In RSA, exponents are small, so the encryption/decryption can be done quickly. Here, exponent is of the form $2^t$, where $t$ is very large. For example, consider RSA 2048 - exponents have at most 2048 bits. If you set $2^t=2048=2^{11}$, then to solve this puzzle one will need to do only 2048 squarings, roughly the same as you need to do a decryption in RSA. But if you set $t=2^{128}$, then one will need to do $2^{128}$ squarings, which is far outside from current computational powers.
But if you can factorize the number, then you know the order of the group and can reduce exponent modulo this order: $a^{2^t} = a^{2^t mod \phi(n)}$.
Similarity with RSA is that both problems are based on exponentiation in so-called "RSA" group (multiplication mod $pq$) and both used the fact that for an attacker the group order is unknown.

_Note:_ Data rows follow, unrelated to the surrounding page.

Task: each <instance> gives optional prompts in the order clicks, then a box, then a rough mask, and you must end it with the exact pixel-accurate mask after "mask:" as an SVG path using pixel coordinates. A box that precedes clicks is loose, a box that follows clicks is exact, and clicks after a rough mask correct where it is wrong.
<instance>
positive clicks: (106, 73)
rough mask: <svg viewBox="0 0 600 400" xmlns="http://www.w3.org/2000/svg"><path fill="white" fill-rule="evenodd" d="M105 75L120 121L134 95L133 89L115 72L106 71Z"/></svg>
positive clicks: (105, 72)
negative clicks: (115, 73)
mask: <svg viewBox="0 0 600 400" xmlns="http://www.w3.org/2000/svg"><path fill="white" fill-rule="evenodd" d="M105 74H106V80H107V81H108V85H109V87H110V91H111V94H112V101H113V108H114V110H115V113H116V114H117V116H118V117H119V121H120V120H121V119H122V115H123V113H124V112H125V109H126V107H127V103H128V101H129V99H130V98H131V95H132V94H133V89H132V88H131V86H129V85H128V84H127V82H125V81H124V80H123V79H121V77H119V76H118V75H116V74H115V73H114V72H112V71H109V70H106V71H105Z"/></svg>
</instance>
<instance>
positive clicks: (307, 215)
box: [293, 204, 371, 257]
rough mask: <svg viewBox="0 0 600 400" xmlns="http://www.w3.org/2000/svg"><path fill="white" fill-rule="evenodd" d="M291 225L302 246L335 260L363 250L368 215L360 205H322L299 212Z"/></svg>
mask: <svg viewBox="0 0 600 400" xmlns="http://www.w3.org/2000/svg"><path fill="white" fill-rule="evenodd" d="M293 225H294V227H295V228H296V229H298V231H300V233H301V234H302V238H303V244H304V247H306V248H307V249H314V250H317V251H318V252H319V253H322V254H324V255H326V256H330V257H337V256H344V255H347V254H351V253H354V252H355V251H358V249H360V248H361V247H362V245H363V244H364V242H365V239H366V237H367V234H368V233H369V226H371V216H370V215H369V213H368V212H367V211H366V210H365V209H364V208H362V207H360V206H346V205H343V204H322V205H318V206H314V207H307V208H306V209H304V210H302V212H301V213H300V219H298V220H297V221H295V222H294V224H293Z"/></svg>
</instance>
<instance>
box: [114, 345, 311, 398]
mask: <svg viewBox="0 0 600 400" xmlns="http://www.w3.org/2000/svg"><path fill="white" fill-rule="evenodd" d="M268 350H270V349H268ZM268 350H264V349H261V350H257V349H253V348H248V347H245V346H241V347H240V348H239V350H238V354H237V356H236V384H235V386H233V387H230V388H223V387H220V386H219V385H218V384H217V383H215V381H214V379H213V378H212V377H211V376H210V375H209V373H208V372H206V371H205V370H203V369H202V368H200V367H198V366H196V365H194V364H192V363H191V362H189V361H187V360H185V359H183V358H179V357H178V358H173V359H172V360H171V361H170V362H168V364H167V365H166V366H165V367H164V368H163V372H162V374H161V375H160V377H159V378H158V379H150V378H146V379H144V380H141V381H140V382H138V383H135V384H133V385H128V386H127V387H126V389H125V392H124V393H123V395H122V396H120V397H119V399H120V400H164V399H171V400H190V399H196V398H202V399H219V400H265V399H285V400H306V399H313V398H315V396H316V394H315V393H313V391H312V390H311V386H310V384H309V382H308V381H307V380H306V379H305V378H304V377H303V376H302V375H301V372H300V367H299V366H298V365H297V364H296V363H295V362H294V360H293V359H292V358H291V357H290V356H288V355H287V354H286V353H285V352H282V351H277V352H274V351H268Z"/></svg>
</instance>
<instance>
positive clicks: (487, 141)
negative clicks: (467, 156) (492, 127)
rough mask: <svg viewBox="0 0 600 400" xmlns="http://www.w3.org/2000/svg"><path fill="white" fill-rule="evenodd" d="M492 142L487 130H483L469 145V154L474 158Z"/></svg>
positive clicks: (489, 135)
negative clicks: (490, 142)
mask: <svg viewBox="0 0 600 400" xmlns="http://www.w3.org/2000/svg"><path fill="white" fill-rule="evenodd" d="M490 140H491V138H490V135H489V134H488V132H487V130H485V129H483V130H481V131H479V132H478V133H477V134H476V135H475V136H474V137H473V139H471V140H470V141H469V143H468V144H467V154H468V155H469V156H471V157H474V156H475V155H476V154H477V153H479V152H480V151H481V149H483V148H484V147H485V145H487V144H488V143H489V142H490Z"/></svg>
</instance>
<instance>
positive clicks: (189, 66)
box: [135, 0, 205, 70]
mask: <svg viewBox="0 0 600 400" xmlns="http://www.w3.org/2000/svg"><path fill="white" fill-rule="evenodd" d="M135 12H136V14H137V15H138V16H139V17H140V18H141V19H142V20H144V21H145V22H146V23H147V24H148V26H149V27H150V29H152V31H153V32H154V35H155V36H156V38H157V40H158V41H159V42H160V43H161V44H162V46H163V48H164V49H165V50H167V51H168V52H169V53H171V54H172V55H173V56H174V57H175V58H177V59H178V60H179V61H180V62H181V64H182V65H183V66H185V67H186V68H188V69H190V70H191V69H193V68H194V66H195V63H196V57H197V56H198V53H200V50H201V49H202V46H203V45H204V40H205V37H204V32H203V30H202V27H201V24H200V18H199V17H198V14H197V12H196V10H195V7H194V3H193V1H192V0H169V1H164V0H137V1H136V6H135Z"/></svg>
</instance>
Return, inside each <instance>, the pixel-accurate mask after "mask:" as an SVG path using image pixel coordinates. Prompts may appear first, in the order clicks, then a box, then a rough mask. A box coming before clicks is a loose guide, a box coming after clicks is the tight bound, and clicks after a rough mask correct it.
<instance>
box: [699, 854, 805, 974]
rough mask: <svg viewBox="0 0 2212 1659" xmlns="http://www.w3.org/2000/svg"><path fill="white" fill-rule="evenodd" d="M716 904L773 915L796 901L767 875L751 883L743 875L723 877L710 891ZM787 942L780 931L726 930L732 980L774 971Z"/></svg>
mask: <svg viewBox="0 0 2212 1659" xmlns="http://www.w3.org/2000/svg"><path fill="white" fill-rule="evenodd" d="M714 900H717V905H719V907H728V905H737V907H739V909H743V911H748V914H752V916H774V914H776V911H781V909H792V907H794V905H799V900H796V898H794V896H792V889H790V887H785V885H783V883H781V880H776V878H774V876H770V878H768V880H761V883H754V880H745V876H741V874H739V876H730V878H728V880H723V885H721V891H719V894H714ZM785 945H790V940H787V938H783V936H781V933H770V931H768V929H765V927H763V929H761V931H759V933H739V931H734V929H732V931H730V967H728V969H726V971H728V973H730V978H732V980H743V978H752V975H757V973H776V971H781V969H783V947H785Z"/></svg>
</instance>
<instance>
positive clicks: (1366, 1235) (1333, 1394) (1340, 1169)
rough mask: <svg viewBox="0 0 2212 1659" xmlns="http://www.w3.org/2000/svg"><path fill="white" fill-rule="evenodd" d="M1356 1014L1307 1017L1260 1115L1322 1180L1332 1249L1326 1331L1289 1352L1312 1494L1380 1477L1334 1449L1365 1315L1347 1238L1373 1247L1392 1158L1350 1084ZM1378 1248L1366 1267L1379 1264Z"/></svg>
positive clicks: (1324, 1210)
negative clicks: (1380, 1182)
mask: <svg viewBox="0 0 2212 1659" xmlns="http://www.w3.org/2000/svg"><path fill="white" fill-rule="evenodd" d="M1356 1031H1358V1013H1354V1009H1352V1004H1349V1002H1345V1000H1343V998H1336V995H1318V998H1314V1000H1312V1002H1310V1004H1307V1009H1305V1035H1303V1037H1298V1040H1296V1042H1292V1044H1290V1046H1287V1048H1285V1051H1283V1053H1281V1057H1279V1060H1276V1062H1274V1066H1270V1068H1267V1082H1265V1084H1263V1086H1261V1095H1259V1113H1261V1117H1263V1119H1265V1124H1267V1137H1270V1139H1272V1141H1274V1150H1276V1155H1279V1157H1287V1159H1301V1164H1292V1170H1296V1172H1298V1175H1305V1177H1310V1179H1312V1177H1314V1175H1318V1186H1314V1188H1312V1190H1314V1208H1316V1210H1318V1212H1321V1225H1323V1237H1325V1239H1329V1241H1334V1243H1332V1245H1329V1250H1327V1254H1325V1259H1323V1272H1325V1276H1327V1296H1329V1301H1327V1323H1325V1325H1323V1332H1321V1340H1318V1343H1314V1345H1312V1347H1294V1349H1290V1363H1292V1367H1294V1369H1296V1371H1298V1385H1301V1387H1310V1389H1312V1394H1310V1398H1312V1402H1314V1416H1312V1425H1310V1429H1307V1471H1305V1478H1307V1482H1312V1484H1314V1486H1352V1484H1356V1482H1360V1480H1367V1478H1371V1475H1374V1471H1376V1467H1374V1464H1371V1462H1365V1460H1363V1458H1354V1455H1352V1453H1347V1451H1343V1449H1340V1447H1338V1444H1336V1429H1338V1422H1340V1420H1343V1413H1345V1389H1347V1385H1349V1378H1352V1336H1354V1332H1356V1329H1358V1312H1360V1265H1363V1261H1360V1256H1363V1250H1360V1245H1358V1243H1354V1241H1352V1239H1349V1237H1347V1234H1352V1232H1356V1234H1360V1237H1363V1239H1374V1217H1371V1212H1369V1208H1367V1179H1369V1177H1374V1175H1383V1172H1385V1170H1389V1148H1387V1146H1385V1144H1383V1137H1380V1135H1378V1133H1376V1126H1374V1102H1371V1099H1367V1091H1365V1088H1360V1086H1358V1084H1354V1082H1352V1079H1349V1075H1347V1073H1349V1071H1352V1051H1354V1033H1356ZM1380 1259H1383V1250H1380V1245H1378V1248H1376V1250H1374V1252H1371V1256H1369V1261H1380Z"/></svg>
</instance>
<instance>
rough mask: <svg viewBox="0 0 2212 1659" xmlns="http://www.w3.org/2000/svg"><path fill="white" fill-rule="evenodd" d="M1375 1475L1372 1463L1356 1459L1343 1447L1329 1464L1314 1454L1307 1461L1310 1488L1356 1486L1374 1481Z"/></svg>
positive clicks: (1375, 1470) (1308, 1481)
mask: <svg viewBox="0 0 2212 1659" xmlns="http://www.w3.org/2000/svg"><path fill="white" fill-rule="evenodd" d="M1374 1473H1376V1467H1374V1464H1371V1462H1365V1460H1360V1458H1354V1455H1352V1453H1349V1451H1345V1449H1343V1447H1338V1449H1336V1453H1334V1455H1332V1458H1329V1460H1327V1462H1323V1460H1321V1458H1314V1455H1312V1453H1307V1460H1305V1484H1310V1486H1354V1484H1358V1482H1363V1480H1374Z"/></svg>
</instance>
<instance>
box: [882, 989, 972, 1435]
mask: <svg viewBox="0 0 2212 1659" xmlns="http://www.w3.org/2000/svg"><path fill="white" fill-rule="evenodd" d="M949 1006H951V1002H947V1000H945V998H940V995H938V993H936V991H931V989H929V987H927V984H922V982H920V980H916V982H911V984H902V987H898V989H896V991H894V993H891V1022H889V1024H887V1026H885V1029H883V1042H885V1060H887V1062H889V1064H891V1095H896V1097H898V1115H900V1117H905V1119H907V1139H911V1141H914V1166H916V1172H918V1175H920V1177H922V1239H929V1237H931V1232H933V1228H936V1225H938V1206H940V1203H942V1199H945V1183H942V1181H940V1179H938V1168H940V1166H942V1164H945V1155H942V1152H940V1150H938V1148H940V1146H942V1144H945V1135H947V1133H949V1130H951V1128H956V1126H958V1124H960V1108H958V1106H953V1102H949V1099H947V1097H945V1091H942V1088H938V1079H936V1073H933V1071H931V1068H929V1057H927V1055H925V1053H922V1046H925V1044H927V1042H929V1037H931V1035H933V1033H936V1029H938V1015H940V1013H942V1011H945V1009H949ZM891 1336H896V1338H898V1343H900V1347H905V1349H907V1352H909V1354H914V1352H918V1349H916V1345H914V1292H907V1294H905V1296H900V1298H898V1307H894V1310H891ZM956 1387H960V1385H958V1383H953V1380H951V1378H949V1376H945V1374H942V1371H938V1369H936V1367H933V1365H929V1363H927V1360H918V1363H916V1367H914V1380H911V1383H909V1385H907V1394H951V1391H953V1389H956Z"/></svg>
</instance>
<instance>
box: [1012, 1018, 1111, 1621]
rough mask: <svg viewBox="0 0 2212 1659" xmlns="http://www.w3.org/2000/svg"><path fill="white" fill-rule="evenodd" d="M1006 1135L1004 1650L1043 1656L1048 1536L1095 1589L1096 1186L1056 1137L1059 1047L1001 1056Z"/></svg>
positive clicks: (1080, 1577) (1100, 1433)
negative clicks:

For choice of primes numbers I recommend to read the wiki article. In brief, the primes should have the same size in bits and each of the primes should be of the form $p=2q+1$, where $q$ is some another prime, to defend from Pollard's p-1 method. Also $p+1$ must also have large prime factors, to defend from Pollard's p+1 method. If you choose primes randomly of the form $p=2q+1$ then everything will be fine. Actually if you simply choose random primes of specified size (as done in the article) then chances that it is breakable are very negligible.